A Secret to Health: Sleep Eight Hours During the Dark of Night
May 12, 2015
While I was going to college, I lived with my grandmother Dorothy in her home. At the time I was a night owl - often up late studying or socializing. She would admonish me, “Jamer (my childhood nickname), an hour of sleep before midnight is worth two hours of sleep after midnight.” In the decades since then, cutting-edge science has substantiated much of Dorothy’s folksy intuition, including that old adage.

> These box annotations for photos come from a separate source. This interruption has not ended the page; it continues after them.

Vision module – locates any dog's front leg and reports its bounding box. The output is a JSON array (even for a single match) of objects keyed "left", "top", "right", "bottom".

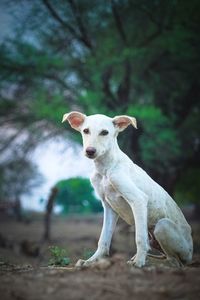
[
  {"left": 76, "top": 202, "right": 118, "bottom": 267},
  {"left": 110, "top": 172, "right": 150, "bottom": 267}
]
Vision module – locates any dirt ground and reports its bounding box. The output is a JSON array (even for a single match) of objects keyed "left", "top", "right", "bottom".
[{"left": 0, "top": 216, "right": 200, "bottom": 300}]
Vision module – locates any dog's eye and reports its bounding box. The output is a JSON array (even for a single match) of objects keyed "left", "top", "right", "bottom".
[
  {"left": 83, "top": 128, "right": 90, "bottom": 134},
  {"left": 100, "top": 130, "right": 108, "bottom": 135}
]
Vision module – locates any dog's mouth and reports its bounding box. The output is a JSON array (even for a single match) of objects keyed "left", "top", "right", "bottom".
[{"left": 85, "top": 153, "right": 96, "bottom": 159}]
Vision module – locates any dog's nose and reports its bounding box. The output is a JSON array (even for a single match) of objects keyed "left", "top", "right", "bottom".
[{"left": 85, "top": 147, "right": 96, "bottom": 157}]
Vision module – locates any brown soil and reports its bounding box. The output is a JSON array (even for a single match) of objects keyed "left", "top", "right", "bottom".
[{"left": 0, "top": 216, "right": 200, "bottom": 300}]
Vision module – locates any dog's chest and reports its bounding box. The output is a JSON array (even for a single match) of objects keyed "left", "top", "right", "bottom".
[{"left": 102, "top": 177, "right": 134, "bottom": 225}]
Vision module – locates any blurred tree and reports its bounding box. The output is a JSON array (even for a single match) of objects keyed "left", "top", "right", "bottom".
[
  {"left": 0, "top": 155, "right": 43, "bottom": 221},
  {"left": 0, "top": 0, "right": 200, "bottom": 202},
  {"left": 55, "top": 177, "right": 102, "bottom": 213}
]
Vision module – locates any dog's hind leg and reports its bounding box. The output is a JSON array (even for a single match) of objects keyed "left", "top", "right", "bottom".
[{"left": 154, "top": 218, "right": 193, "bottom": 266}]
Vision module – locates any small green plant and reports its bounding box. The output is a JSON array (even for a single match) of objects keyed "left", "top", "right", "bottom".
[
  {"left": 48, "top": 246, "right": 70, "bottom": 267},
  {"left": 83, "top": 248, "right": 94, "bottom": 259}
]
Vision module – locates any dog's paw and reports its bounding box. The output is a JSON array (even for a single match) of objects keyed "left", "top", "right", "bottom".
[
  {"left": 127, "top": 255, "right": 146, "bottom": 268},
  {"left": 75, "top": 258, "right": 111, "bottom": 270},
  {"left": 75, "top": 259, "right": 86, "bottom": 269}
]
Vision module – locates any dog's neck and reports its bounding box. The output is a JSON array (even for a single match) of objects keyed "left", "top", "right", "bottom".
[{"left": 94, "top": 140, "right": 123, "bottom": 176}]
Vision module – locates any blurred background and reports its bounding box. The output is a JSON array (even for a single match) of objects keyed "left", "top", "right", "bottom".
[{"left": 0, "top": 0, "right": 200, "bottom": 264}]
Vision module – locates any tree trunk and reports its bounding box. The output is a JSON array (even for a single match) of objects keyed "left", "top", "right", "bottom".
[{"left": 43, "top": 187, "right": 58, "bottom": 241}]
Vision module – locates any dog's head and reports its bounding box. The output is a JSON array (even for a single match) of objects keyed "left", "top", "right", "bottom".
[{"left": 62, "top": 111, "right": 137, "bottom": 159}]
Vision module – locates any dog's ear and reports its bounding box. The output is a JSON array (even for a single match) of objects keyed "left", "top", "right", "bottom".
[
  {"left": 62, "top": 111, "right": 86, "bottom": 131},
  {"left": 113, "top": 115, "right": 137, "bottom": 131}
]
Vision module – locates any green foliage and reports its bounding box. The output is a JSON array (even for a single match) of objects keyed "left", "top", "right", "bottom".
[
  {"left": 0, "top": 153, "right": 44, "bottom": 201},
  {"left": 48, "top": 246, "right": 70, "bottom": 267},
  {"left": 31, "top": 89, "right": 68, "bottom": 127},
  {"left": 175, "top": 168, "right": 200, "bottom": 204},
  {"left": 82, "top": 248, "right": 95, "bottom": 260},
  {"left": 0, "top": 0, "right": 200, "bottom": 202},
  {"left": 55, "top": 177, "right": 102, "bottom": 213},
  {"left": 128, "top": 105, "right": 181, "bottom": 174}
]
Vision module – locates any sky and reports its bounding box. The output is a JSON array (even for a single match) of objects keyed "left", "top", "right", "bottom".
[{"left": 22, "top": 138, "right": 93, "bottom": 211}]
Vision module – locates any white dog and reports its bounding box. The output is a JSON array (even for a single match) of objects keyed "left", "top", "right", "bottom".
[{"left": 63, "top": 111, "right": 193, "bottom": 267}]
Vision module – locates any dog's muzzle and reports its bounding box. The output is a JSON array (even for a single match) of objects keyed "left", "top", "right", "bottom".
[{"left": 85, "top": 147, "right": 96, "bottom": 158}]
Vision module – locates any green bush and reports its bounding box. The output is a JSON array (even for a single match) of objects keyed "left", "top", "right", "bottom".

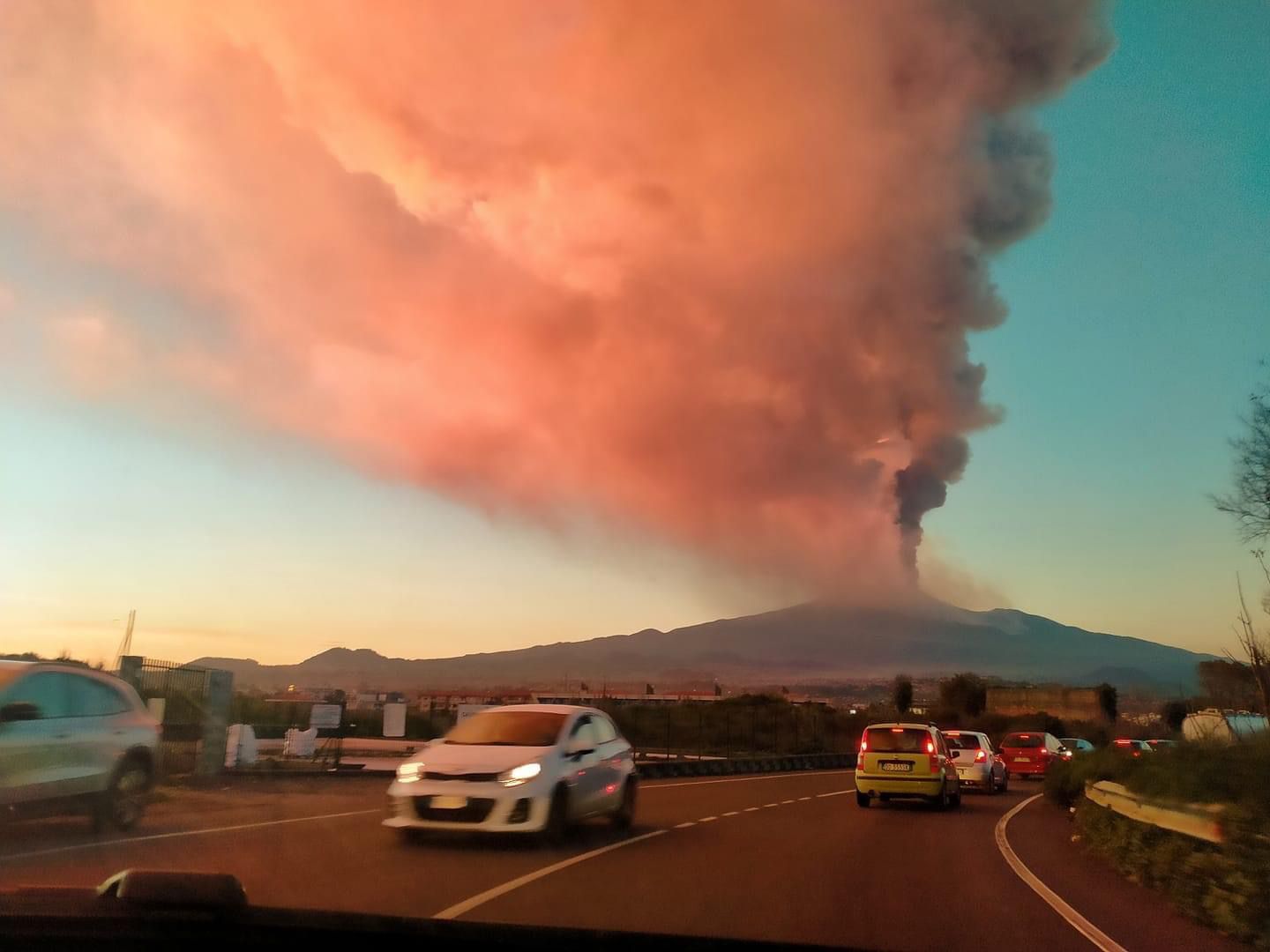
[
  {"left": 1072, "top": 739, "right": 1270, "bottom": 949},
  {"left": 1076, "top": 800, "right": 1270, "bottom": 949}
]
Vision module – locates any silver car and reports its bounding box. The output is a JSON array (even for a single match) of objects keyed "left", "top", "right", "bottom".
[
  {"left": 944, "top": 731, "right": 1010, "bottom": 793},
  {"left": 384, "top": 704, "right": 636, "bottom": 840},
  {"left": 0, "top": 661, "right": 159, "bottom": 830}
]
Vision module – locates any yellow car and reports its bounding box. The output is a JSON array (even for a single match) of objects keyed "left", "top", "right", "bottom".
[{"left": 856, "top": 724, "right": 961, "bottom": 810}]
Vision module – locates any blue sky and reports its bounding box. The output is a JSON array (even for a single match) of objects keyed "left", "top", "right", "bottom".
[{"left": 0, "top": 3, "right": 1270, "bottom": 661}]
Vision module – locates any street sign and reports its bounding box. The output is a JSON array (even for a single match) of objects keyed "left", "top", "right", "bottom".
[
  {"left": 309, "top": 704, "right": 340, "bottom": 731},
  {"left": 384, "top": 703, "right": 405, "bottom": 738}
]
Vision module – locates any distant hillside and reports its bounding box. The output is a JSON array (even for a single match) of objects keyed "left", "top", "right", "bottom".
[{"left": 194, "top": 602, "right": 1213, "bottom": 693}]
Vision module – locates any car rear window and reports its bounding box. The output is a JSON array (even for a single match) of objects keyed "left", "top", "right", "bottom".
[
  {"left": 865, "top": 727, "right": 931, "bottom": 754},
  {"left": 1001, "top": 733, "right": 1045, "bottom": 747}
]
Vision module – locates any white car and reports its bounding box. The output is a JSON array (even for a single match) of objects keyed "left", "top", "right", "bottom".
[
  {"left": 944, "top": 731, "right": 1010, "bottom": 793},
  {"left": 0, "top": 661, "right": 159, "bottom": 830},
  {"left": 384, "top": 704, "right": 636, "bottom": 839}
]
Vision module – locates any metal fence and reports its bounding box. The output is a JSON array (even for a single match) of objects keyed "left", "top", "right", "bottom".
[{"left": 119, "top": 655, "right": 233, "bottom": 776}]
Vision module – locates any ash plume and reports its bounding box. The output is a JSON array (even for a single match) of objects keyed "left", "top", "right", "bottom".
[{"left": 0, "top": 0, "right": 1109, "bottom": 592}]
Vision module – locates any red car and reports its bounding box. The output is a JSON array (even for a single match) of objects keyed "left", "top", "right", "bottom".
[
  {"left": 1111, "top": 738, "right": 1154, "bottom": 758},
  {"left": 1001, "top": 731, "right": 1067, "bottom": 777}
]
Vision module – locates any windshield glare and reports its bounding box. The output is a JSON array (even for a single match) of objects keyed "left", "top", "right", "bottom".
[{"left": 445, "top": 710, "right": 565, "bottom": 747}]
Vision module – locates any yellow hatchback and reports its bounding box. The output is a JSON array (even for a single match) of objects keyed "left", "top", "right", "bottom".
[{"left": 856, "top": 724, "right": 961, "bottom": 810}]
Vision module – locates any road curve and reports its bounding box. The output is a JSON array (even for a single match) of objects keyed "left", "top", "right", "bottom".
[{"left": 0, "top": 770, "right": 1239, "bottom": 952}]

Our bodies are hard-wired to sleep during the dark nighttime and be active during the daylight hours. Many powerful hormones including melatonin, vitamin D, adrenalin, and cortisol fluctuate in a circadian rhythm that allows us to rest more deeply, heal more quickly, and rejuvenate more fully if we go get to sleep by 9:30 or 10 p.m., and rise with the sun about eight hours later. On the other hand, eight hours of sleep between 1 and 9 a.m., for example, will not be as reinvigorating or restorative for your body and brain.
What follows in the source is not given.